No Difference in Response to Nitrofurantoin with Reduced Kidney Function

Mild to moderate reductions in kidney function don’t alter the treatment failure rate of nitrofurantoin in older women with urinary tract infections, concludes a report in the Canadian Medical Association Journal.

Using Ontario health databases, the researchers identified a cohort of 9223 older women with reduced kidney function receiving one of four oral antibiotics commonly used for reduced urinary tract infections: nitrofurantoin, ciprofloxacin, norfloxacin, or trimethoprim/sulfamethoxazole (TMP-SMX). The women’s median age was 79 years and median estimated glomerular filtration rate (eGFR) 38 mL/min/1.73 m2.

Fourteen-day treatment failure rates were examined in terms of need for a second antibiotic or hospital encounter for urinary tract infection. The same outcomes were assessed in a cohort of 182,634 women with relatively high eGFR: median 69 mL/min/1.73 m2.

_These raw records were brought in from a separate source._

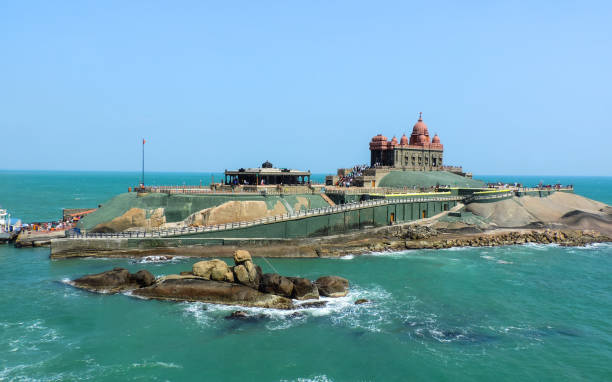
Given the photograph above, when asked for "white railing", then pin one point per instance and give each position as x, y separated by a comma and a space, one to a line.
300, 214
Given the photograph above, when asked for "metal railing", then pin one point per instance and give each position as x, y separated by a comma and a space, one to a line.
300, 214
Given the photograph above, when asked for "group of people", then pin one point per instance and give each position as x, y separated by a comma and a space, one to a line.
348, 179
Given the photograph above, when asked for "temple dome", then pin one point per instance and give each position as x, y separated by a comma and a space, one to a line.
420, 128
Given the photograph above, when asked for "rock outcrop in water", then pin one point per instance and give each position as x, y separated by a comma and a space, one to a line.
115, 280
215, 282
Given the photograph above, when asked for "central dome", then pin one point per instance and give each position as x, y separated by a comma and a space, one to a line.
420, 128
420, 134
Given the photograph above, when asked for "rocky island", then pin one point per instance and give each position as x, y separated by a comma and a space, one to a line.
407, 198
215, 282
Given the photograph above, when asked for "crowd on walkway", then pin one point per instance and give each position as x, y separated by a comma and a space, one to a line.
349, 178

Women receiving the four antibiotics had similar baseline characteristics. Among those with low eGFR, failure rates were significantly higher with nitrofurantoin compared to ciprofloxacin and norfloxacin (but not TMP-SMX).

However, analysis of the cohort with relatively high eGFR revealed a similar pattern of higher treatment failure rates with nitrofurantoin. Compared to nitrofurantoin, adjusted odds ratios for a second prescription with ciprofloxacin were 0.43 for women with lower kidney function and 0.50 for those with higher kidney function.

Previous reports have suggested subtherapeutic concentrations of nitrofurantoin in patients with reduced kidney function, leading to the suggestion that this antibiotic be avoided when the eGFR is less than 40 mL/min/1.73 m2. The new analysis finds no increase in the nitrofurantoin failure rate in older women with mild to moderate reductions in kidney function. Regardless of eGFR, treatment failure is more likely with nitrofurantoin than with other antibiotic choices [Singh N, et al: Kidney function and the use of nitrofurantoin to treat urinary tract infections in older women. CMAJ 2015. DOI:10.1503/cmaj.150067].